Observability Platforms (2026)

Platform Type Best For
LangSmith SaaS LangChain users, full lifecycle
Langfuse Open-source Self-hosted, privacy-first
Arize Phoenix Open-source Drift monitoring, traces
Portkey AI Gateway Multi-model routing, cost tracking
Braintrust SaaS Eval + prompt management
Maxim AI SaaS Enterprise observability
Helicone SaaS Simple logging + analytics

◆ Quick Reference

COST REDUCTION STRATEGIES:
  1. Semantic caching (30-60% savings)
  2. Smaller models for simple tasks (GPT-5.4-mini/nano vs GPT-5.4)
  3. Prompt optimization (fewer tokens)
  4. Batching requests (where possible)
  5. Self-host for high-volume (break-even ~$5K/month)

INCIDENT RESPONSE:
  Model returns gibberish  → Check API status, switch to fallback
  Costs spike unexpectedly → Check for prompt injection, rate limit
  Quality drops suddenly   → API model updated?
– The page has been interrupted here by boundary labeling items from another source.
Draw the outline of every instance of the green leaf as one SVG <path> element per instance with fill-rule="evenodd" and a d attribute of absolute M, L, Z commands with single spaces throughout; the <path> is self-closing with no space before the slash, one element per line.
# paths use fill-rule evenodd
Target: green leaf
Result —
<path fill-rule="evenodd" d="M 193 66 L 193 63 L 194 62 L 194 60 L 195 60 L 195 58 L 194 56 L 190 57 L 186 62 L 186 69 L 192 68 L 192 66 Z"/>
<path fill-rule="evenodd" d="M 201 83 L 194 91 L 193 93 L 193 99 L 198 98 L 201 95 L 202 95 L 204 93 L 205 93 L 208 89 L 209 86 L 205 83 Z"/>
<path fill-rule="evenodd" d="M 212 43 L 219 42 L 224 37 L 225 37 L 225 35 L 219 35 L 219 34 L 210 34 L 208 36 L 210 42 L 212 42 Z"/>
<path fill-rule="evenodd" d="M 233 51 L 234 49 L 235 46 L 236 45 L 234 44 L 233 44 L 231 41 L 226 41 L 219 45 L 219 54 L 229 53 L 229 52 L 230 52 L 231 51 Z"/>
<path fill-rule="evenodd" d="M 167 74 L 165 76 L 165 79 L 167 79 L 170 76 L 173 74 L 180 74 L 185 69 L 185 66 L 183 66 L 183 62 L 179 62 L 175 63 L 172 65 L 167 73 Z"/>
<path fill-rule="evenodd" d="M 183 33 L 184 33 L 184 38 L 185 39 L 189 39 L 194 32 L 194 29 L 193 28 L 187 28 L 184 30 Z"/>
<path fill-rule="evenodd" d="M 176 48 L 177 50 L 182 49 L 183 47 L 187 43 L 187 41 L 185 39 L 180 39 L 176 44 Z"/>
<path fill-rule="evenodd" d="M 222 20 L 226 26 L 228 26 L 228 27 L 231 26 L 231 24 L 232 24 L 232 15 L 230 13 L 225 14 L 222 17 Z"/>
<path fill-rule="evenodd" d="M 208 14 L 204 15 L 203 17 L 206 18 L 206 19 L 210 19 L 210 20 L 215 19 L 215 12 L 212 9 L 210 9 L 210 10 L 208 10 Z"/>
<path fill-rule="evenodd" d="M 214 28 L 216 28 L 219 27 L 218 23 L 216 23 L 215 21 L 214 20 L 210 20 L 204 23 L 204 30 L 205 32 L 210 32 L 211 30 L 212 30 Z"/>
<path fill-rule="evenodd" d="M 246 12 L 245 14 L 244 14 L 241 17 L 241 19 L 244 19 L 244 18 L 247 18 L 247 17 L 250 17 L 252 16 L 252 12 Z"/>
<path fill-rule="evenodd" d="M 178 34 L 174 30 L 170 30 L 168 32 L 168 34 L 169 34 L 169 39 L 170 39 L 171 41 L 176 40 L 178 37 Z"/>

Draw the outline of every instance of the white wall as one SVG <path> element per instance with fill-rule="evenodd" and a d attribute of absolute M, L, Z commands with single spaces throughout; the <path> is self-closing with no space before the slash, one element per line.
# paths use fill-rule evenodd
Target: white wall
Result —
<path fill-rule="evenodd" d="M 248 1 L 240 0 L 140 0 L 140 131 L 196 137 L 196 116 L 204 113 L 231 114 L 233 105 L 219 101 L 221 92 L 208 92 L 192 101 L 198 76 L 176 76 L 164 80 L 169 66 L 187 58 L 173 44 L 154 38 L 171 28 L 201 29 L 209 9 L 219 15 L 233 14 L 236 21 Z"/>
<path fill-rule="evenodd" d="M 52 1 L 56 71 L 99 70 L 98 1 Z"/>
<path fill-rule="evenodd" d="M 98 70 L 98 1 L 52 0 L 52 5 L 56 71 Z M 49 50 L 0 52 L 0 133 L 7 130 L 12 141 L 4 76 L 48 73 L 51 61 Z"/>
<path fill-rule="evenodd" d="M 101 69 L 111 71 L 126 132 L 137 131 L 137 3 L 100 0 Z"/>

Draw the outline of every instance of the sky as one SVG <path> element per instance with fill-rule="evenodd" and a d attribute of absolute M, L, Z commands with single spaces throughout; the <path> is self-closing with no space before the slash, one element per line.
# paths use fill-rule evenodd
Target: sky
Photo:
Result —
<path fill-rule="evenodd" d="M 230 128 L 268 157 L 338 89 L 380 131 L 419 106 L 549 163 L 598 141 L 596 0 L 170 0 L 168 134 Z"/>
Check eval scores
  Guardrail trigger surge  → Possible attack, review logs

KEY METRICS:
  TTFT (time to first token) < 500ms for interactive
  Total latency < 5s for most queries
  Error rate < 0.1%
  Cost per query: track and budget
  Eval score regression: < 5% acceptable

○ Gotchas & Common Mistakes

  • ⚠️ No eval suite = deploying blind: You MUST have a set of golden test cases to catch regressions.
  • ⚠️ LLM APIs change without warning: OpenAI/Anthropic update models silently. Your app can break overnight. Monitor quality continuously.
  • ⚠️ Logging everything is expensive: Log smartly — sample in production, log fully in staging.
  • ⚠️ Prompt injection is a real attack: Users WILL try to override your system prompt. Always validate.
  • ⚠️ Vendor lock-in is real: Abstract your LLM calls behind an interface. Use gateways like Portkey/LiteLLM.

○ Interview Angles

  • Q: How would you take an LLM prototype to production?
  • A: (1) Create an eval suite (50+ golden examples), (2) Add input/output guardrails, (3) Implement observability (Langfuse/LangSmith), (4) Set up cost alerting, (5) Abstract the LLM provider behind a gateway for fallbacks, (6) CI/CD pipeline that runs eval suite on every prompt/code change, (7) Canary deployment with quality monitoring.

  • Q: How do you handle LLM quality degradation in production?

  • A: Continuous monitoring via automated evals, user feedback (👍/👎), drift detection. When quality drops: check if the provider updated the model, run regression analysis against golden set, roll back prompts if needed, or switch to a backup model.

★ Code & Implementation

LLM Call Tracker (Latency + Token Logging)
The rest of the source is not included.